If the contract with a minor concerns a non-essential subject, the contract is not valid. If the minor has entered into a contract for non-essential items without the permission of his or her parents, the parent may have the contract declared invalid. A parent or guardian must agree to a contract with a minor for the contract to be valid. Contracts with emancipated children are valid because the court has granted the emancipated minor adult status. While most contracts with a minor are questionable, several states have statutes that allow minors to sign and be bound by a contract with an adult. These contracts are usually insurance or employment contracts. A minor may choose to terminate the contract or continue as agreed. The Minors` Capacity to Contract Act aims to prevent minors from entering into a contract that exploits their misunderstanding. Minors usually rely on their parents, guardians, or other authorized adults to deal with these issues. For example, parents or guardians must sign a document about the medical treatment of a minor on behalf of minor patients in the hospital. If a contract is questionable, i.e.
it is not motivated by necessity, military service or any of the other enforceable categories, minors generally have two options to withdraw: In general, minors do not have the legal capacity to enter into a contract unless a court approves a state`s contract or law. In many cases, minors may not be bound by the terms of the contract until they reach the age of majority. In other words, a minor has the right to terminate a contract, even if the other party is of legal age and bound by the conditions. Therefore, from the minor`s point of view, a contract is in most cases a bona fide agreement, but not legally enforceable.

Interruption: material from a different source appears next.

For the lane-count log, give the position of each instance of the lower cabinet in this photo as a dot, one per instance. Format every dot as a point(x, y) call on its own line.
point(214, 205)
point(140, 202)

Below we discuss how the law treats minors with regard to contracts, including how and when contracts can be declared invalid and specific rules for contracts deemed necessary for basic things. If your child is emancipated, that is, the court granted him adult status while he was still a minor, his contracts are considered valid. If the child has gone to great lengths to make it appear that he or she is 18 years old, for example by presenting a false identity card, the court may decide that the contract is legally binding despite the child`s status as a minor. While most contracts with a minor are questionable, several states have laws that allow minors to sign a contract with and be bound by an adult.
These contracts are usually insurance or employment contracts. Litigation protection for all your contracts with Document Defense® Capacity, as for other contractual matters, is based on state law. The age at which a person is considered a minor varies by state. For more information about your state`s laws regarding minors, please visit your state legislature`s website. For a contract to be legally binding, both parties must be able to sign it. The mental capacity to enter into a contract test is whether the person was capable of understanding the nature and consequences of the agreement.